Oh my gosh, this is so very hard. Does this mean, what is my most favorite book, or what is one book I would read over and over again? I’m trying to think of a book that made my heart ache because it was so beautiful, but then I’m thinking, “Why do I want to read a book that would make me cry over and over again?” I would want to read a happy book over and over again… You know which one I would pick: Go Dog Go… “Do you like my hat!” Dr. Seuss… Anything by Dr. Seuss makes me happy!

 

Given what you now know, what advice would you give to people struggling with ARFID or other eating disorders?

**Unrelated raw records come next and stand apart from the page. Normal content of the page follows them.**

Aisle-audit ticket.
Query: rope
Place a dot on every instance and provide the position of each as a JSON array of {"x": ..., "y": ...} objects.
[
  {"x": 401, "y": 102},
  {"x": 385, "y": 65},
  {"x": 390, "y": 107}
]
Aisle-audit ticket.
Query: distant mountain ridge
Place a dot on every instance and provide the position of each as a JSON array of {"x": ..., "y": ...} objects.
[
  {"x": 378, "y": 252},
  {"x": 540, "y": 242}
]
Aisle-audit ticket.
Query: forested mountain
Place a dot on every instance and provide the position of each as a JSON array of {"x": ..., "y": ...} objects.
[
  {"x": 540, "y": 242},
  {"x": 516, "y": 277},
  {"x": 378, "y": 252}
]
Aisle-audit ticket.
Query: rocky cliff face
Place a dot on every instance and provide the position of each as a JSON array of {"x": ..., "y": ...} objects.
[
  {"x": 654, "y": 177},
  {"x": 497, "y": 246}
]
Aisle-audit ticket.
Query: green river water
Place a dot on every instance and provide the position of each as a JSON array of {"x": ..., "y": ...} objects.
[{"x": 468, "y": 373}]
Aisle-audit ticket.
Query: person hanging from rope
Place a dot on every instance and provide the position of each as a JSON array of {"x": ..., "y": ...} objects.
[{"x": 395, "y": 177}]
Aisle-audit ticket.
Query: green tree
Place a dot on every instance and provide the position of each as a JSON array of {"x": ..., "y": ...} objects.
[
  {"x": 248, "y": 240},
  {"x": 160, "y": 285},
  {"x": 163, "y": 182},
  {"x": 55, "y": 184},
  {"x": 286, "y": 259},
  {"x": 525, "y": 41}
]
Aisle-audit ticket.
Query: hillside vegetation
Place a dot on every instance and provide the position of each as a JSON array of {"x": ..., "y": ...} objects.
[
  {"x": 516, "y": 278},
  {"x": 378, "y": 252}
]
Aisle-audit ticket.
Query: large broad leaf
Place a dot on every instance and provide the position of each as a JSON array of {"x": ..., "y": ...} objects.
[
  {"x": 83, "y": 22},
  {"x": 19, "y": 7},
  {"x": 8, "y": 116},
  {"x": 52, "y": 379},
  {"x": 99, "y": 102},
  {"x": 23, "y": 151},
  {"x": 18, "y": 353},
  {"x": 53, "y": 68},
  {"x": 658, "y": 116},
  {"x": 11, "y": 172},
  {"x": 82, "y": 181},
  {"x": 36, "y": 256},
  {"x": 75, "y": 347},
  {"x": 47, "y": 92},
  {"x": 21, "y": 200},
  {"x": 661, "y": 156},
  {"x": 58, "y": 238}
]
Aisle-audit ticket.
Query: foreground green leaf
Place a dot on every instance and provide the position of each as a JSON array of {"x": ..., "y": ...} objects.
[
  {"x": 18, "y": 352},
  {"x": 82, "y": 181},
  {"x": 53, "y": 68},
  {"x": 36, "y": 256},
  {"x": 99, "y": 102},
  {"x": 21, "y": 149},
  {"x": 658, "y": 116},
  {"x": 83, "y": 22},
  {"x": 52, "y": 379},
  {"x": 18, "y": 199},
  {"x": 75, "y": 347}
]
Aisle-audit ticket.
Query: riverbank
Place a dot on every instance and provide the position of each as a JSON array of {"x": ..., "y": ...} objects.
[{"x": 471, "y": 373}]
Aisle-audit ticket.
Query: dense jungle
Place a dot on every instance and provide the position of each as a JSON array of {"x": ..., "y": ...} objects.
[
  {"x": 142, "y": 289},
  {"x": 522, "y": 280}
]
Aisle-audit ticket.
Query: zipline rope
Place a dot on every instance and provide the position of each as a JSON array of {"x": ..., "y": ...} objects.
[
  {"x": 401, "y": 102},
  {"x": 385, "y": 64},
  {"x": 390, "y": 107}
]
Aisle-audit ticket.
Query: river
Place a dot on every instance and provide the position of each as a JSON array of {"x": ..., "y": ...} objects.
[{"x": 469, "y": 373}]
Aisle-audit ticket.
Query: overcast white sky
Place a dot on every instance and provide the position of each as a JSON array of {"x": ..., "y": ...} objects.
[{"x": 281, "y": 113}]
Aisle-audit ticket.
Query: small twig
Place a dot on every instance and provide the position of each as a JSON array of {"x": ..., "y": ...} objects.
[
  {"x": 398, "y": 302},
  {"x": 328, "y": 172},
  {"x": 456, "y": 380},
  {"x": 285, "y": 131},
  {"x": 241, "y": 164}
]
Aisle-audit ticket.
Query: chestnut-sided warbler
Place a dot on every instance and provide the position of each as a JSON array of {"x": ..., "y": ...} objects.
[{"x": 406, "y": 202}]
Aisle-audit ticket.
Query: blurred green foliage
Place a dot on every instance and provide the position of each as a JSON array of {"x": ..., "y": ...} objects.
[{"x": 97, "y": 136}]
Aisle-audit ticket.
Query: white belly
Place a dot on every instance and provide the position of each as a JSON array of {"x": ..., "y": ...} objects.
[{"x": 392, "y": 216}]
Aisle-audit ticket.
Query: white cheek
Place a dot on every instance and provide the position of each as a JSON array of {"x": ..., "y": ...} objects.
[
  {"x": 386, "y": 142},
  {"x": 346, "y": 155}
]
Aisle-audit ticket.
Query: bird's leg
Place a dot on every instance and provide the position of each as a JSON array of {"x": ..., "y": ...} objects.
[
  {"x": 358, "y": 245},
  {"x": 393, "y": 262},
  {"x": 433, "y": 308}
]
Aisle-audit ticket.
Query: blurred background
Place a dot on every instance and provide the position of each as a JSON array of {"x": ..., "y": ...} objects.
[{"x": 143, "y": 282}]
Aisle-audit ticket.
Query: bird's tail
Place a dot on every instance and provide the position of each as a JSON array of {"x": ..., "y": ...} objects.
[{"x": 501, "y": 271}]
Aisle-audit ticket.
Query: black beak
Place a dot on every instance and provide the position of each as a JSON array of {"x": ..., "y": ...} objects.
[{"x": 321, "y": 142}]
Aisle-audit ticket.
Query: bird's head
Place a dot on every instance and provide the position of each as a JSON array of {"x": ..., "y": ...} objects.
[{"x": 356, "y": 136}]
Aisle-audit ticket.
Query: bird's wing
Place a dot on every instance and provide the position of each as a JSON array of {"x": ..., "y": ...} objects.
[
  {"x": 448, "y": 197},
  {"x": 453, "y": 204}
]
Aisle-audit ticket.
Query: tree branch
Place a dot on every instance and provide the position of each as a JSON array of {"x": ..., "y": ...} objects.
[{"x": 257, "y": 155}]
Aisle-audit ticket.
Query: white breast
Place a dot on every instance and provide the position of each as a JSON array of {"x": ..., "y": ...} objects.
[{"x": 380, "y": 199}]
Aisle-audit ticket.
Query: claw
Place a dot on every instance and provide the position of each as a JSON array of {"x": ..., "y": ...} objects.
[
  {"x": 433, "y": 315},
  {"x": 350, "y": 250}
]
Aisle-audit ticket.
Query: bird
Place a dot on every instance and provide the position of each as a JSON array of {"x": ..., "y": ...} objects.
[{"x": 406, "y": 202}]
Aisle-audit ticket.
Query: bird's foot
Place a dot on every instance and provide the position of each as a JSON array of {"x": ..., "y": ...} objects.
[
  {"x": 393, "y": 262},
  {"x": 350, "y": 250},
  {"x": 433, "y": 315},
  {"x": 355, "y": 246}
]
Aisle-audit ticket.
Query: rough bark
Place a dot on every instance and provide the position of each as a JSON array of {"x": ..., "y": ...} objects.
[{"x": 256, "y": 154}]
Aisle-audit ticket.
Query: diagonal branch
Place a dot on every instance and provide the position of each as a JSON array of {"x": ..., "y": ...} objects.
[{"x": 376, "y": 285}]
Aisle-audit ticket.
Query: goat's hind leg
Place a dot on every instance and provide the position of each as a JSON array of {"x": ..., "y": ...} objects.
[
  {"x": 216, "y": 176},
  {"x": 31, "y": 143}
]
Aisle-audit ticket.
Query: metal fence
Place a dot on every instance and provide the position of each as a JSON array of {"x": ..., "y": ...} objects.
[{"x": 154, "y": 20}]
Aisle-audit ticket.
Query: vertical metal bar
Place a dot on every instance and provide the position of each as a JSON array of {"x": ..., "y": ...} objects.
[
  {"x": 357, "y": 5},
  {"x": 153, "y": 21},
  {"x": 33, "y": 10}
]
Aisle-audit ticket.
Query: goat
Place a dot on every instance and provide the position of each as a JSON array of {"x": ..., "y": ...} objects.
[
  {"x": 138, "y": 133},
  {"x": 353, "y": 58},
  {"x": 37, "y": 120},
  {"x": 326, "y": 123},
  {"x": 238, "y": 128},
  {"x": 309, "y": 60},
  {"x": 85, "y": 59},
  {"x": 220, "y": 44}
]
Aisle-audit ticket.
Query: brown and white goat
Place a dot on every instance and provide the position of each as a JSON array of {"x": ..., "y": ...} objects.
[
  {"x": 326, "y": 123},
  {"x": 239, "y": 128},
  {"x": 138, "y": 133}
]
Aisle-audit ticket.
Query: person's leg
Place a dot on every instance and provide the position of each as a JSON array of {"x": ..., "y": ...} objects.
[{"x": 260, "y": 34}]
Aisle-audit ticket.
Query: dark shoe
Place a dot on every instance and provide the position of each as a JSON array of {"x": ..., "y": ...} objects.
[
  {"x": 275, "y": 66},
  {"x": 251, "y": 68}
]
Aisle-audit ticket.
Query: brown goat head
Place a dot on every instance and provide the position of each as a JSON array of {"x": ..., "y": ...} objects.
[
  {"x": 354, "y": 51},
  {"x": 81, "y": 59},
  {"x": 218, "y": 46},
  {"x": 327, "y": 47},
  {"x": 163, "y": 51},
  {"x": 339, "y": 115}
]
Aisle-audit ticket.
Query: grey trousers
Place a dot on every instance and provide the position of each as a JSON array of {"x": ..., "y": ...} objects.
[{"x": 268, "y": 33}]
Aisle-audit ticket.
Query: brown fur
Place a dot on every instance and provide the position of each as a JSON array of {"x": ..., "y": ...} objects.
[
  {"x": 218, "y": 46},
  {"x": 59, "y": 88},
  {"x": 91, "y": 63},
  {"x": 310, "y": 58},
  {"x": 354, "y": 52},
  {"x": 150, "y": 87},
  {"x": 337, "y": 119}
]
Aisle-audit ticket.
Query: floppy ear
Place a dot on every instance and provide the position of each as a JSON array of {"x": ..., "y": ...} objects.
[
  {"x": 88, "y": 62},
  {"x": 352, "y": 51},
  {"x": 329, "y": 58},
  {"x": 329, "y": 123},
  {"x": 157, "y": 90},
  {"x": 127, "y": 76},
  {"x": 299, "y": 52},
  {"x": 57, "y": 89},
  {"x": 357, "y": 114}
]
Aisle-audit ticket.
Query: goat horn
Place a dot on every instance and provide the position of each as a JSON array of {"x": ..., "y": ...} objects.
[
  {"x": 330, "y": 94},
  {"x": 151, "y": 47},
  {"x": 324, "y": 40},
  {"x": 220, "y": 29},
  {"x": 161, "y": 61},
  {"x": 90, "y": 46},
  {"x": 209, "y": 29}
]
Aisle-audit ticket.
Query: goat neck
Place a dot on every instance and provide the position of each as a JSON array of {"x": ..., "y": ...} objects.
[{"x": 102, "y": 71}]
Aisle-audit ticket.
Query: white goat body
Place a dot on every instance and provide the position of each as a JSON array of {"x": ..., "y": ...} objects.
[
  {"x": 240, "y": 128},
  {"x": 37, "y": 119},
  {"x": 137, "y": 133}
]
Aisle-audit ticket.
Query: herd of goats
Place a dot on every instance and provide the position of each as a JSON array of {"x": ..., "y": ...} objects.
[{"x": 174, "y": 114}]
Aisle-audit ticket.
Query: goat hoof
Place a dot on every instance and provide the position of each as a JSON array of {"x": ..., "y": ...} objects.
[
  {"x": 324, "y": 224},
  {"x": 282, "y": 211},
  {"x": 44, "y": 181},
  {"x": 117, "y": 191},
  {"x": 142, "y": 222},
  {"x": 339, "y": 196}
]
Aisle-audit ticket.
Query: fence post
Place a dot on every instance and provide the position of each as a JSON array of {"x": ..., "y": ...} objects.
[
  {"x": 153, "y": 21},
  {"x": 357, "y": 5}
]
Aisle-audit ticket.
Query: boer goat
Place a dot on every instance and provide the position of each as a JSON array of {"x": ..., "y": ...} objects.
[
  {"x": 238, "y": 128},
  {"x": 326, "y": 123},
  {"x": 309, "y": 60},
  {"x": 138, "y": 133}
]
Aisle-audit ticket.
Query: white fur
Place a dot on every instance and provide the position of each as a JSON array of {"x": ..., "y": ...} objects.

My advice has always been to not stop seeking help for your eating disorder. We kept searching for help for almost 15 years. There is help available, and if you’re not getting the right treatment, continue to seek help until you feel you are in an environment in which you feel safe and comfortable and you know you are getting the right help that you need by professionals that know what they are doing. Especially when it comes to ARFID, because treatment varies with this disorder, and doctors need to learn how to properly treat patients.

 

Finally, do you have any advice for young, aspiring writers?
Stephanie Elliot

I’m so excited for young, aspiring writers! You have so much time ahead of you to write! What I have always kept inside of my head was insight shared by another writer: that getting published takes Time, Persistence, and Talent. It doesn’t happen overnight. If you’ve got these three things, it will happen for you. The main thing is to not give up. And if you want to be published, and if you believe in yourself, and if you have the talent, it can happen for you! Also, surround yourself with people who love to write. They will lift you up when you get the rejections. Everyone gets the rejections. Embrace the rejections because that’s the first step to getting published! The first rejection means you’re that much closer to getting published! Just ask J. K. Rowling, Stephen King, or any other famous author about their first rejection.